Me dio pánico, sentí miedo de perderme y quedar en el anonimato. Me
quedaría solo, todos se marcharían a sus casas y las calles estarían solitarias
al anochecer. Dormiría en las esquinas con los perros y tendría que verme obligado
a comer de la basura. Mis padres pondrían anuncios en los periódicos y en las papeletas
pegadas en todos los postes mi rostro infantil iría perdiendo color. Mi vida
estaba destinada a sufrir. Una angustia sin fin. Estaba desesperado o estaba
empezando a desesperarme.
No debía moverme, tenía que quedarme en el mismo lugar que me solté
o en el que nunca me agarré, por ninguna razón debía buscarlo, porque eso sólo
empeoraría la situación.
Parecieron pasar años, aunque a esa edad no tenía bien definida la
noción del tiempo. Miré a todos lados y como rompiendo entre la multitud, mi
papá apareció con presteza.
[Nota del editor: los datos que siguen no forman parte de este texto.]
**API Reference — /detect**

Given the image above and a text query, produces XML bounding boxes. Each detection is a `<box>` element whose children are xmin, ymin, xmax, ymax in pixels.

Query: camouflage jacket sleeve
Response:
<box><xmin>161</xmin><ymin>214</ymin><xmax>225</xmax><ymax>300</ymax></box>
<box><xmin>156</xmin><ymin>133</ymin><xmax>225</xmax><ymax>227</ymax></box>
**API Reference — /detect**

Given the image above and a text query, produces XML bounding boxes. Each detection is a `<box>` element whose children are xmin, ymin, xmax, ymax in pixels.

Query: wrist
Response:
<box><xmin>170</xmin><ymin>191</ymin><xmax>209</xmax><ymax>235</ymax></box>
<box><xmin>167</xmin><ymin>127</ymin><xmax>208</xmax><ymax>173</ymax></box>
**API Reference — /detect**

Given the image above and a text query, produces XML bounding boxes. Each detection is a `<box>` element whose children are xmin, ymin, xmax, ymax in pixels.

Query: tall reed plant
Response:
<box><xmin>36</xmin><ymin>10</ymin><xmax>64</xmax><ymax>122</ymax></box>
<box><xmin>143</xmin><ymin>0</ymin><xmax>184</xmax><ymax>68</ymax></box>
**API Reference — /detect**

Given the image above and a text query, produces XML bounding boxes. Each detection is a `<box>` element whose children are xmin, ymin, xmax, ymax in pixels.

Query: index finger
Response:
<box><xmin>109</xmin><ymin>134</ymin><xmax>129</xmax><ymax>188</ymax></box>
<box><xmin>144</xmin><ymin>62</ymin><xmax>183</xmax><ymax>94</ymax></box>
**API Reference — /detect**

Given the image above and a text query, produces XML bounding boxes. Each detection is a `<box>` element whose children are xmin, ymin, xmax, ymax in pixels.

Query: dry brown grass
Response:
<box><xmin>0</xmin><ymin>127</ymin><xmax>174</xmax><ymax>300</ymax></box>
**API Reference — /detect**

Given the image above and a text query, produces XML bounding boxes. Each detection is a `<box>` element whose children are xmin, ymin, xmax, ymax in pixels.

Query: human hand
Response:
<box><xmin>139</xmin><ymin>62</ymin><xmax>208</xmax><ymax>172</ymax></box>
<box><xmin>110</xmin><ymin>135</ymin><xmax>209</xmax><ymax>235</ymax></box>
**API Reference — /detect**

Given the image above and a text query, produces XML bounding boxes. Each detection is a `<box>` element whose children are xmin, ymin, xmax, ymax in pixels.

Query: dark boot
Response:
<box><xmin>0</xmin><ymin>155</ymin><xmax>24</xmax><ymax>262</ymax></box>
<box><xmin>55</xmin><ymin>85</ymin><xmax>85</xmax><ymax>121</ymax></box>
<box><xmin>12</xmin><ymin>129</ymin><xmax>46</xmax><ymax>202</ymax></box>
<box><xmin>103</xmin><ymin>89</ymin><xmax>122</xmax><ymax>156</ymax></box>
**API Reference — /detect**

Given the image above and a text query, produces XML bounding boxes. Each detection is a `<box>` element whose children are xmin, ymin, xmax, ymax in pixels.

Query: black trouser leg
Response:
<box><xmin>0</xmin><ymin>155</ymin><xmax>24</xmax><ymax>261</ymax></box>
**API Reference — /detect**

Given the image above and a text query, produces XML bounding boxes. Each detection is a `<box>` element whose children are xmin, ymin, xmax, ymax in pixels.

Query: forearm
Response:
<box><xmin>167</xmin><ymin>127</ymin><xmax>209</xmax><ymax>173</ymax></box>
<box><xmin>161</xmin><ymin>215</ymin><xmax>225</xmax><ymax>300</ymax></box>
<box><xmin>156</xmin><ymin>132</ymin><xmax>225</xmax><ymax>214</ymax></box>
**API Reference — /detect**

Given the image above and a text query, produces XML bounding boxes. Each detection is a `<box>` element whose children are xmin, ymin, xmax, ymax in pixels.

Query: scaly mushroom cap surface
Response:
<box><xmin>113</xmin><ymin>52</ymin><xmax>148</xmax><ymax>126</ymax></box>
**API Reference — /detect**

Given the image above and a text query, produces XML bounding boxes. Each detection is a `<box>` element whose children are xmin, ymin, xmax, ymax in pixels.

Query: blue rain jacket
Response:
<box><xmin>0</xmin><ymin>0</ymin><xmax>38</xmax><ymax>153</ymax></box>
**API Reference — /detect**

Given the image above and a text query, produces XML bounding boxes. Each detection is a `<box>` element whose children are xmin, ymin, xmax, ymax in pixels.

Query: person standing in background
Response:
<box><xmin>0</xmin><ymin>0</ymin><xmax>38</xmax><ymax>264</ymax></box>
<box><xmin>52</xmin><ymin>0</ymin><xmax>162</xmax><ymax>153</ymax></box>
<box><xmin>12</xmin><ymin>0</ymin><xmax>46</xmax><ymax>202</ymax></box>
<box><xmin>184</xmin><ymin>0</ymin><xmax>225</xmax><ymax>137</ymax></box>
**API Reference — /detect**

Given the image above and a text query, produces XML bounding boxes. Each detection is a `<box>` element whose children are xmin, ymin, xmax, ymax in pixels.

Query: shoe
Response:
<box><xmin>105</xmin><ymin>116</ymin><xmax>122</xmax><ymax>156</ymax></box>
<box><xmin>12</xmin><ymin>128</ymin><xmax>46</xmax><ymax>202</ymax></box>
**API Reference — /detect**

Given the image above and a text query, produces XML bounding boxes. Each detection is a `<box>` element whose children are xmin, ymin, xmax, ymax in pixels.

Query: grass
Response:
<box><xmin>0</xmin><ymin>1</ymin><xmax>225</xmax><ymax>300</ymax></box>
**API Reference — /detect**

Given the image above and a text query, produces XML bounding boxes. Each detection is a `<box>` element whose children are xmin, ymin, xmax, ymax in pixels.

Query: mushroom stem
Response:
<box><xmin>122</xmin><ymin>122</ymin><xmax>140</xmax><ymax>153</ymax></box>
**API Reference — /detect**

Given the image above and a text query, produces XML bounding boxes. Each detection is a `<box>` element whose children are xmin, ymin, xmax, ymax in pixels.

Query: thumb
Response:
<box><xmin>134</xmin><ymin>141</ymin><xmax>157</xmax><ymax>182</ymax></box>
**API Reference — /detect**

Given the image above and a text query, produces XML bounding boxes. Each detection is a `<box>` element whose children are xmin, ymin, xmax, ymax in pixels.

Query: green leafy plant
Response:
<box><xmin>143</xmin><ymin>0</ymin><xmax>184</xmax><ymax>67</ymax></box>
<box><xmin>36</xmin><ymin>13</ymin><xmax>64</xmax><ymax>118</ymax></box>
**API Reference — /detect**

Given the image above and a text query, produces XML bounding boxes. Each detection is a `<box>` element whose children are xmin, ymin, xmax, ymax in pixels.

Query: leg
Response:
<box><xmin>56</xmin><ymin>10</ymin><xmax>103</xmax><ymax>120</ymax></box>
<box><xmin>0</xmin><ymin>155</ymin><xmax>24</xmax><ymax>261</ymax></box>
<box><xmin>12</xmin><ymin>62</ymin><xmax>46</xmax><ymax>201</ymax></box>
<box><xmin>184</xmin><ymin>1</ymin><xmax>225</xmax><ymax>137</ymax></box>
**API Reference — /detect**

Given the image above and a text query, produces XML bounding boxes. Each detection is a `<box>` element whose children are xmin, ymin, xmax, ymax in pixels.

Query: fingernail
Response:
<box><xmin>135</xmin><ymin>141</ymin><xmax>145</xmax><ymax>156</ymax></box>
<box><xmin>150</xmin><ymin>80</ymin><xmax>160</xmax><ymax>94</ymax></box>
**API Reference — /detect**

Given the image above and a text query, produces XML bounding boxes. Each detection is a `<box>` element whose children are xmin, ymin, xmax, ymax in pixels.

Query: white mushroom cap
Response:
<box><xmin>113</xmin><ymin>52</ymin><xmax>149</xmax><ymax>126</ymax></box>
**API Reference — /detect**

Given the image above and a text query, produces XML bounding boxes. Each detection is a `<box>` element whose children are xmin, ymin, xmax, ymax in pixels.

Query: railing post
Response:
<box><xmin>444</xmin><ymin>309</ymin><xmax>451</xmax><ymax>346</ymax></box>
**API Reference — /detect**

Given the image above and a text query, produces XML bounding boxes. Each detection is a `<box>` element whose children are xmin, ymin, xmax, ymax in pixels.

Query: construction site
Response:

Me sonrió y cuando se hubo acercado le dije ansiosamente
que había seguido su orden de no moverme del lugar donde me había quedado. ¡Me quedé aquí papá, no me moví! No
recuerdo más nada, quizás sólo la sensación de haber obedecido y que ese
ejercicio ya en la práctica había funcionado.
Lucy volvió también.
Después de casi 45 minutos de haberse ido o después de no haberla
seguido, la vi de pie al girarme después que me había quedado absorto viendo las
grandes columnas a todo lo largo de la calle hacia la Piazza San Pietro y la hermosa cúpula
de la basílica. Su cara denotaba restos de molestia y toques de tristeza. Creo
se sentó a mi lado y dijo: ¡Lo siento! O creo que yo me puse de pie y me
acerqué a ella y le dije: ¡Lo siento! O quizás, me dijo que no la seguí, y yo
le alegué que ella me había dejado.
—No ando las llaves—, me pareció escucharle.
—No me gustó estar lejos de vos—, me pareció decirle.
Nos tomamos de la mano y nos dirigimos hacia el hotel en la Via Catone.